Após o 25 de Abril, Sobral de Monte Agraço, como o resto do país, enfrentou o desafio de se reorganizar politica e socialmente, havendo um forte envolvimento da população em movimentos de base, como a organização de Comissões de Moradores − movimentos de participação ativa onde as pessoas podiam discutir os problemas locais e propor soluções – e de Comissões Administrativas − formadas pelo processo de transição para a democracia, e que assumiram o controlo das autarquias até à realização de eleições livres.
Em Sobral de Monte Agraço, João Coelho foi eleito vice-presidente da Comissão Administrativa, que tinha como principal objetivo “fazer a transição e quebrar o elo que havia do poder que existia para um novo poder”. A comissão foi composta por cinco membros, eleitos numa assembleia popular bastante participada que teve lugar no cinema local, entre eles Joaquim Biancard Cruz, também entrevistado no âmbito deste projeto.
João Coelho @memoriamedia
A principal preocupação da comissão era reorganizar os serviços municipais, que até então tinham funcionado de forma muito precária. “A Câmara não tinha receitas quase nenhumas”, recorda João Coelho, explicando que as receitas se limitavam a licenças de construção e taxas mínimas. Apesar das dificuldades financeiras, a Comissão Administrativa conseguiu implementar algumas melhorias, como a instalação de água canalizada em várias localidades. “A primeira obra que se começou a fazer foi a canalização de água no Outeiro”, menciona João Coelho. Estas pequenas vitórias foram importantes para a reconstrução da confiança da população nas novas instituições democráticas, que começavam a tomar forma em todo o país.

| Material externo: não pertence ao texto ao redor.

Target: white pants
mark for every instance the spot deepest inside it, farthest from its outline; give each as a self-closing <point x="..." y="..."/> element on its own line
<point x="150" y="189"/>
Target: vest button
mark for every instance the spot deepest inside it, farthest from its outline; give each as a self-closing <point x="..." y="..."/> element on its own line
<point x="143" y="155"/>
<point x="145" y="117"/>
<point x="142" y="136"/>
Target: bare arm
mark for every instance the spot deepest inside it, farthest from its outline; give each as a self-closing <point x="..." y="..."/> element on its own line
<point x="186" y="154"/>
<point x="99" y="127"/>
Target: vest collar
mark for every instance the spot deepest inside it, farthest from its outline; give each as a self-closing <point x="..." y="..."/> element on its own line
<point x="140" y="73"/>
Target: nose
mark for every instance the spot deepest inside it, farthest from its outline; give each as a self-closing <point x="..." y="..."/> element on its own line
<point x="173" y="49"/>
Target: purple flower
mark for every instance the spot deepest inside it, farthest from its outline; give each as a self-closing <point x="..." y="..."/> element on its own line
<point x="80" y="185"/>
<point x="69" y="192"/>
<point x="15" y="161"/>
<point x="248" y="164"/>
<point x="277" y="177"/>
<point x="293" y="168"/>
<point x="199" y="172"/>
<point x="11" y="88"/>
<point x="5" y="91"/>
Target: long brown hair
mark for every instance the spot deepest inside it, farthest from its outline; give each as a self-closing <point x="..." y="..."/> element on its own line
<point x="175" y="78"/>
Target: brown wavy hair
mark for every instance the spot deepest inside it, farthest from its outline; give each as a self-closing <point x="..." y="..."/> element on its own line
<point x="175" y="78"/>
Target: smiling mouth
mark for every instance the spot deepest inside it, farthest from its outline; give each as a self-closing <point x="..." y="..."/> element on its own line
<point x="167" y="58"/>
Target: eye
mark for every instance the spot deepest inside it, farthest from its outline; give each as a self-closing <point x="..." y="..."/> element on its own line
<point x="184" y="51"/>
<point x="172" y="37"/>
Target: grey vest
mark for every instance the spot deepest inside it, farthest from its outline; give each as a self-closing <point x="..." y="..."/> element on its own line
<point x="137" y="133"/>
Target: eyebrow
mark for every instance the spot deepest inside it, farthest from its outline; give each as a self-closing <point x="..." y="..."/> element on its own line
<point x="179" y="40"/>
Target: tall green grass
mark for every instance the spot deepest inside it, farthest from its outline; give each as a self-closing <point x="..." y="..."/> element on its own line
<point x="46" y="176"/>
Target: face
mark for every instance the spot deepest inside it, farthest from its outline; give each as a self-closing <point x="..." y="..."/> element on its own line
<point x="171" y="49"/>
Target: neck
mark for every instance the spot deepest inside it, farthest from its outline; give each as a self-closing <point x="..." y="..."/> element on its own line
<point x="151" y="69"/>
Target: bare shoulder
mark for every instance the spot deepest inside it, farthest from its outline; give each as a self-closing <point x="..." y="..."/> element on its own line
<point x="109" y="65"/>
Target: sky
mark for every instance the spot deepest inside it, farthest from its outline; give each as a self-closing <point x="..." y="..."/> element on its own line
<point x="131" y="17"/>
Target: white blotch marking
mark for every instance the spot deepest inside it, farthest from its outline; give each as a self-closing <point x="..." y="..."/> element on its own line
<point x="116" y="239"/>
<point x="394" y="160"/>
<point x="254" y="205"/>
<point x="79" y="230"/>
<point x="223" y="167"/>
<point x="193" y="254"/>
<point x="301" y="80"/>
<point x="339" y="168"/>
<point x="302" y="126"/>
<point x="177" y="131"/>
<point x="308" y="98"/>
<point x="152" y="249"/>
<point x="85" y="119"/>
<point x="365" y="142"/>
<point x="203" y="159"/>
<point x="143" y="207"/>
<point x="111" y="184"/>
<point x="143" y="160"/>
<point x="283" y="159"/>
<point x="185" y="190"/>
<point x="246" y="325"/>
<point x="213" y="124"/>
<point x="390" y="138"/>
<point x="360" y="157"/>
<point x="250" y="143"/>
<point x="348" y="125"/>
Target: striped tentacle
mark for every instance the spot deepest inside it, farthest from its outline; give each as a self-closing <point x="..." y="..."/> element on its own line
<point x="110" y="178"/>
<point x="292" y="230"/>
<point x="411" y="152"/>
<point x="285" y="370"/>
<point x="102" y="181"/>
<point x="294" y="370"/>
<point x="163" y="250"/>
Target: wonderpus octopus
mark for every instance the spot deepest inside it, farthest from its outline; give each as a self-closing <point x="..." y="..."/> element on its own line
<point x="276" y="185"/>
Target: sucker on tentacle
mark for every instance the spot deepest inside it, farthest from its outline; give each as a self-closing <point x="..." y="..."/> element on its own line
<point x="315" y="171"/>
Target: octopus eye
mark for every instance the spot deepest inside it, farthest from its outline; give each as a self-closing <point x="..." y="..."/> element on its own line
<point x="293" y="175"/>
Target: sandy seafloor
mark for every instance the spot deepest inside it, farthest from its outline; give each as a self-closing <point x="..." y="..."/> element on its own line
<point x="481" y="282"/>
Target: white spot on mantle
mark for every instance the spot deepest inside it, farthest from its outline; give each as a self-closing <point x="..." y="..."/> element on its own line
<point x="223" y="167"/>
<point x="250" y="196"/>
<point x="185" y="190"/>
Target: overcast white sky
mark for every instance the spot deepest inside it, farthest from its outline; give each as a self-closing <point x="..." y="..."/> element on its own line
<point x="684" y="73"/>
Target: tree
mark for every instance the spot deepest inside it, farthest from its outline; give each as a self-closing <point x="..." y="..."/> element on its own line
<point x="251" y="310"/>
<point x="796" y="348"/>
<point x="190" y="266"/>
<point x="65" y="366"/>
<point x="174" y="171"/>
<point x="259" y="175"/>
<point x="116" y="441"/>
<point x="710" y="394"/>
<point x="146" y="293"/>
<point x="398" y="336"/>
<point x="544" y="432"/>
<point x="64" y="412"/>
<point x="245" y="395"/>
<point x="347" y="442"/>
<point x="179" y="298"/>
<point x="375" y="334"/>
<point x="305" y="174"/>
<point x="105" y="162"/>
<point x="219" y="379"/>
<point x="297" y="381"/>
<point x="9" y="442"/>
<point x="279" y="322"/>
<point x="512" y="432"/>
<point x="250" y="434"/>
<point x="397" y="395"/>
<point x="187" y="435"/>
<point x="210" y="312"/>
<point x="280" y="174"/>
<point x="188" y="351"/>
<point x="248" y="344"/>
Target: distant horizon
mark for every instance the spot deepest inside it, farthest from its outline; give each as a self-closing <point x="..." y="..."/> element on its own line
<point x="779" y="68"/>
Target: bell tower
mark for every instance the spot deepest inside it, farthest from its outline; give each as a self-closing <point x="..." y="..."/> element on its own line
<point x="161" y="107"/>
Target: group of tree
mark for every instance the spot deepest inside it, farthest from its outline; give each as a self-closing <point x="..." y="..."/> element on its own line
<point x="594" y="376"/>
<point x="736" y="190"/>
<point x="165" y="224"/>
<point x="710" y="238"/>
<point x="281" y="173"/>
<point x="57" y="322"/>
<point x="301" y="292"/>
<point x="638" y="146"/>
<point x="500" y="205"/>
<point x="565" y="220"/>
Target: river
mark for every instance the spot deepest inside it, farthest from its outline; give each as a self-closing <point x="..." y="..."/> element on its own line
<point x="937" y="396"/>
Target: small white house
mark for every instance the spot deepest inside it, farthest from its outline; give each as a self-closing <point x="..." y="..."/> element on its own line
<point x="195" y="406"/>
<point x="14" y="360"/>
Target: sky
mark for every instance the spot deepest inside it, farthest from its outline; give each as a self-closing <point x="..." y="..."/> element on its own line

A tarefa desta Comissão incluía a organização das primeiras eleições livres, as Constitucionais em 1975 e as da Assembleia da República em 1976. João Coelho refere que por falta de recursos e de pessoal qualificado organizou as duas eleições “praticamente sozinho”, explicando que vários membros da Comissão estiveram ocupados com outros afazeres durante os períodos eleitorais. Considerando esse facto, João Coelho relata um episódio caricato ocorrido durante as eleições legislativas de 1976. A responsabilidade da Comissão incluía a entrega dos votos ao Tribunal da Comarca após a contagem. No entanto, houve um atraso considerável na contagem dos votos, que se prolongou até depois da meia-noite. Quando João Coelho e o comandante da GNR local, o Sargento Albino, finalmente se prepararam para levar os votos ao tribunal, encontraram-no já fechado. Face à situação, João Coelho sugeriu guardar os votos no posto da GNR, mas o sargento informou que não havia cofre disponível para os guardar. Sem alternativa, e perante a necessidade de proteger os votos, João Coelho tomou uma decisão insólita, levou-os para casa e guardou-os debaixo da cama durante a noite. No dia seguinte, logo pela manhã, levantou-se e foi entregar os votos, sem qualquer incidente. Este episódio reflete a simplicidade e improvisação das circunstâncias em que decorriam as primeiras eleições democráticas pós-Revolução.
António Lopes Bogalho @memoriamedia
Segundo os testemunhos de Maria Alexandrina, António Henrique, José Lourenço e João Coelho, um dos legados mais importantes do pós-25 de Abril em Sobral de Monte Agraço foi a criação das Comissões de Moradores que desempenharam um papel fundamental na melhoria das condições de vida da vila e nas aldeias do concelho.
Estas comissões operavam de forma descentralizada, sem interferência externa, como explica João Coelho: “Se era na Seramena, eram só as pessoas da Seramena que intervinham”. Representavam uma forma de organizar a população local em torno de questões comunitárias. Estas comissões podiam estar ou não organizadas (ter ou não estatutos e regras estabelecidas) e promoviam o envolvimento da população em decisões locais, como a construção de estradas e a criação de equipamentos públicos. Entre outras ações, a Comissão de Moradores de Sobral de Monte Agraço, por exemplo, foi responsável pela criação de um jardim de infância e de um parque infantil. A comissão de Moradores da Chã construiu as casas de banho públicas e o edifício da Colectividade.
Em relação à Chã é importante voltar a referir o processo de eletrificação da aldeia, um evento que só se deu em 1975 e contou com a intervenção do Movimento das Forças Armadas (MFA), cujas ações não se limitaram à revolução política, mas também incluíram projetos de infraestrutura em áreas rurais. A chegada da eletricidade à Chã foi um marco histórico para os seus habitantes e foi também uma oportunidade para a população se organizar e participar ativamente na gestão das mudanças que estavam a ocorrer. A intervenção do MFA foi crucial, mas igualmente importante foi a mobilização da própria população, através da sua Comissão de Moradores.